For IPG's UM, the change represents the loss of a sizable budget and growth opportunity in the Latin American auto market. A story in the Los Angeles Times reported that "in Brazil, the region's top market, more than 3.5 million cars and light trucks were sold last year -- up 86% from 2006. Its economy is growing fast and wages are rising." However, the holding company could retain the buying in Brazil, where media is supported by the creative shops as a government mandate.
Omnicom doesn't stand to lose anything in media, as the holding company's relationship with GM is on the creative side, with Goodby Silverstein & Partners, which handles North American creative duties for Chevrolet. The media group likely remained a contender because of the creative, and a personal relationship that could have formed during Mr. Ewanick's stint at Nissan and Porsche -- both currently global media clients at Omnicom. According to the Ad Age DataCenter , Omnicom shops had worked with GM's former Chrysler units since 1926, when Dodge Brothers Corp. hired the Ross Roy agency (acquired by Omnicom in 1995 and folded into BBDO in 2001).
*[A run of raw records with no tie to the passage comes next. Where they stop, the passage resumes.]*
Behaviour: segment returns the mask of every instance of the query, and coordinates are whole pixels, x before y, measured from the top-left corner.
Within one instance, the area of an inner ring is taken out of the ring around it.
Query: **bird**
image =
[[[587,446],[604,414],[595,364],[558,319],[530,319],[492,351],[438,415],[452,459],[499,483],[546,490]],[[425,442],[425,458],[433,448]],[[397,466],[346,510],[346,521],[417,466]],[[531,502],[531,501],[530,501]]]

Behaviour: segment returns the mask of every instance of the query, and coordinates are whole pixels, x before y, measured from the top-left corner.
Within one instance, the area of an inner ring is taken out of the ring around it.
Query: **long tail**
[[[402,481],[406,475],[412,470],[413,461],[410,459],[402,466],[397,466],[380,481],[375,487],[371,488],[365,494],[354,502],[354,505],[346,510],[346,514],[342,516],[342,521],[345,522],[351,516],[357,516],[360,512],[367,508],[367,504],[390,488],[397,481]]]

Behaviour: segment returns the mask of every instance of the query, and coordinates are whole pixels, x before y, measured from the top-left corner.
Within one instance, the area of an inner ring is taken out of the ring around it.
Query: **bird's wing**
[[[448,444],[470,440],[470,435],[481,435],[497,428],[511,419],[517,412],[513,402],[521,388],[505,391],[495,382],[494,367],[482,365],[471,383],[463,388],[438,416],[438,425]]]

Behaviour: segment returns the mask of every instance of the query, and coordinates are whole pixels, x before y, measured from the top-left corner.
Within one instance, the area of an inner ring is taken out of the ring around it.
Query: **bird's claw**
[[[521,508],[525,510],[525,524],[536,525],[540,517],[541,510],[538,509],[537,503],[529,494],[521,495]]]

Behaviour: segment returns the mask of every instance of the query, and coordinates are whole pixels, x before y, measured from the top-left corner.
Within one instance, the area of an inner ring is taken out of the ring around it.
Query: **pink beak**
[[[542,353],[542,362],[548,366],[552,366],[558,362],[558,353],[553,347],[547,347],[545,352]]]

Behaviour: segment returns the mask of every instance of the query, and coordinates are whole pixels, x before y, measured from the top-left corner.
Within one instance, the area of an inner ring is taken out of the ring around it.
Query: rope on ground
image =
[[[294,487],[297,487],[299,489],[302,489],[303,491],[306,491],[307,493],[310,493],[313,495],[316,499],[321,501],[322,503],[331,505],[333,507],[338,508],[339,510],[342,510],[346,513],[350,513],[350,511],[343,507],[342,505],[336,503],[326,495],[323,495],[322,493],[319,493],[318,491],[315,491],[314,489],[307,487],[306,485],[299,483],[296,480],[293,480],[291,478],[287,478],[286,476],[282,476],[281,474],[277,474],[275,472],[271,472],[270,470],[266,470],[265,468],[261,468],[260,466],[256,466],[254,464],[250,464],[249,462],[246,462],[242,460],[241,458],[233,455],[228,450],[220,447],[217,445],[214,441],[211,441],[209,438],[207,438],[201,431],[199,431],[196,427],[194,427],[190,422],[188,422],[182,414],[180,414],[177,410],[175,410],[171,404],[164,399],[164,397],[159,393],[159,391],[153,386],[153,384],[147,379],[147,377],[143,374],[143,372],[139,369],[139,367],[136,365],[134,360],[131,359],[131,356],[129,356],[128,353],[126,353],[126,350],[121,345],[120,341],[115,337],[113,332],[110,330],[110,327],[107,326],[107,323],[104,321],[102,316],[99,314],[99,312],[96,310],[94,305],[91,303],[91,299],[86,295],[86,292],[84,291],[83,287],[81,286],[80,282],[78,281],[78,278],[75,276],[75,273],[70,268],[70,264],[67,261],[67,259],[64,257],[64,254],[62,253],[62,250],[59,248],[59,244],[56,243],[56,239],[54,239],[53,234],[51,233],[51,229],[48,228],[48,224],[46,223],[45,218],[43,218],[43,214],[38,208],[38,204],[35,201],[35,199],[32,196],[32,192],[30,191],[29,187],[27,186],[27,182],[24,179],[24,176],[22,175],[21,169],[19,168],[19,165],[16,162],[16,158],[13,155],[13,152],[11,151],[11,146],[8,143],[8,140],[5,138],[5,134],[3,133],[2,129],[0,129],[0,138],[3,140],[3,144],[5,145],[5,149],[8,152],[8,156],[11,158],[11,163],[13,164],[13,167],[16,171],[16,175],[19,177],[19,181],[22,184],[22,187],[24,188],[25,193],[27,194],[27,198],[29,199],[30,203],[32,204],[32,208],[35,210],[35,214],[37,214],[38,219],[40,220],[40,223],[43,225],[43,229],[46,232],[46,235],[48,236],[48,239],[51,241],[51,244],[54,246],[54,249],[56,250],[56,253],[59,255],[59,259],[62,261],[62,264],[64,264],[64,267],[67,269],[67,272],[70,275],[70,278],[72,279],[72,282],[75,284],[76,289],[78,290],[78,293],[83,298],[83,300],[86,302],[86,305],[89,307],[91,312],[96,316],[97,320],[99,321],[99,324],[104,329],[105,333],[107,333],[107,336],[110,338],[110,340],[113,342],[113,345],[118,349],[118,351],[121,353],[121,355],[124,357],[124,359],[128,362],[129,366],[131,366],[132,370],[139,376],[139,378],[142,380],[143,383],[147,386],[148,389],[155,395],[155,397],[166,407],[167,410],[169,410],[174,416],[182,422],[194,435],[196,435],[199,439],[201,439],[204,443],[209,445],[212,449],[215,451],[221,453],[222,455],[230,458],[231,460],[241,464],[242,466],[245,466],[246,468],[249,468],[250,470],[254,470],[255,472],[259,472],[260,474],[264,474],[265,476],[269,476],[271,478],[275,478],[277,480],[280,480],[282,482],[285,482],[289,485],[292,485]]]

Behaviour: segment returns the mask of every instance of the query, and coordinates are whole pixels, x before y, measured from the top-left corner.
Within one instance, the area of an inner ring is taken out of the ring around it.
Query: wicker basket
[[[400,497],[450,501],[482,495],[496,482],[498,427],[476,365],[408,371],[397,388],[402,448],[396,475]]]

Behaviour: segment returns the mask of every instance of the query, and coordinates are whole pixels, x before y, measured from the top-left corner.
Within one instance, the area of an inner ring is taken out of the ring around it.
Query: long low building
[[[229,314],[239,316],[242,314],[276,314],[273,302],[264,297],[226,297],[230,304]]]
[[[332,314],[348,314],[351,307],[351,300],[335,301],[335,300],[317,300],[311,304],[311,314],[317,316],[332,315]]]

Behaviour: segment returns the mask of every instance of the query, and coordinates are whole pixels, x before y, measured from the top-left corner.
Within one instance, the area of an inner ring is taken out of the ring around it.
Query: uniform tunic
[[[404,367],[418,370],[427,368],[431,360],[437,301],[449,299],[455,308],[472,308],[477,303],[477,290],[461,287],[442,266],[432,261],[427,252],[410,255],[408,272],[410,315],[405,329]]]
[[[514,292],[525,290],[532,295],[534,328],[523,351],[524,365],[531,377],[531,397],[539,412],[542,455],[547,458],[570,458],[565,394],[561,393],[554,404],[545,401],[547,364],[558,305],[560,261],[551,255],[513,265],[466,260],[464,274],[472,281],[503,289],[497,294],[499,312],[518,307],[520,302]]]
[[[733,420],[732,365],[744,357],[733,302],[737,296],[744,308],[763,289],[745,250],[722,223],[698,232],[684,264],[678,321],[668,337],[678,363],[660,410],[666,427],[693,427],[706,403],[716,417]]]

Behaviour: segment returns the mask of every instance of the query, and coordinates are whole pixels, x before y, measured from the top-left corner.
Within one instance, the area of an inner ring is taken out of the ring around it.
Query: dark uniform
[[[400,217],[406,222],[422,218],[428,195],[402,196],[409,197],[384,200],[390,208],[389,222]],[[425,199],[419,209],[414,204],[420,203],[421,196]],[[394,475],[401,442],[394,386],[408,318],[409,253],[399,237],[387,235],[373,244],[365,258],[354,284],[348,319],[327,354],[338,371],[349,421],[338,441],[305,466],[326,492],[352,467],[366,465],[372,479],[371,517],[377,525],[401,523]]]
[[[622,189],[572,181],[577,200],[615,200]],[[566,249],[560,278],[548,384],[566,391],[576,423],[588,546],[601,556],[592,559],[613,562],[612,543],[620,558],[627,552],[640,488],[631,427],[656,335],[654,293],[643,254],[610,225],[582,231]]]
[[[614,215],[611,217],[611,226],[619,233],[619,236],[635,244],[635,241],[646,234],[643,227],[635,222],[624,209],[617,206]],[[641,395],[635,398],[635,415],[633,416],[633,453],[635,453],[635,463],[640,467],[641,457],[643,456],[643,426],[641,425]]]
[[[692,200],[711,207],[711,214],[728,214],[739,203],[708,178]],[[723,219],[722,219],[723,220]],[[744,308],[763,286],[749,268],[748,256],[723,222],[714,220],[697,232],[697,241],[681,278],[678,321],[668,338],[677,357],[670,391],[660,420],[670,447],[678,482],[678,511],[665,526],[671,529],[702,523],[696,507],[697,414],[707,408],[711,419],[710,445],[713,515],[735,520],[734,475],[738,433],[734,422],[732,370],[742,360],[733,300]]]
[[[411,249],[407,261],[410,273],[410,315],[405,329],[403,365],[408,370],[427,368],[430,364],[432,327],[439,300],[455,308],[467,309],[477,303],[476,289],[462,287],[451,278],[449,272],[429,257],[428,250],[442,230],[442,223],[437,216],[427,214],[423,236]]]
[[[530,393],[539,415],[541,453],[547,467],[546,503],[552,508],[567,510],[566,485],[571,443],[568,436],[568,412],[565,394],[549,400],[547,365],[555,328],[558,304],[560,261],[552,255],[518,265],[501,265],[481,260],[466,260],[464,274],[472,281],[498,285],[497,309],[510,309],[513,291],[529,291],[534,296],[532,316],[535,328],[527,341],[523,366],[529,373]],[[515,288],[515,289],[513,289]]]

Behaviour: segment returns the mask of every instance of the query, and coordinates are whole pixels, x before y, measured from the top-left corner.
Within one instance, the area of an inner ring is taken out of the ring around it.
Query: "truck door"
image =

GM went bankrupt in June 2009, after spiraling losses and drastic drops in market share, and despite a multibillion-dollar federal bailout. It cut tens of thousands of jobs and slashed wages and benefits, but a "new GM" rose from the ashes. The company made $4.7 billion in 2010 after losing $4.4 billion in 2009.
GM's forward thinking since pulling out of bankruptcy -- a new CEO in Dan Akerson and Mr. Ewanick's appointment as CMO -- has registered a hit in the subcompact Chevrolet Cruze. It has been the No. 1-selling compact in the U.S. for months, thanks in part to inventory and supply problems facing its usual Japanese competitors, Toyota and Honda.
Mr. Ewanick has consistently emphasized product-differential marketing -- what he calls "swim lanes" -- to define brand identity. "We have to be very strict about it," he said in an interview with Automotive News. "If not, we run this risk of going back to where we were in 1983. You could easily see how you go back to badge engineering if you're not careful."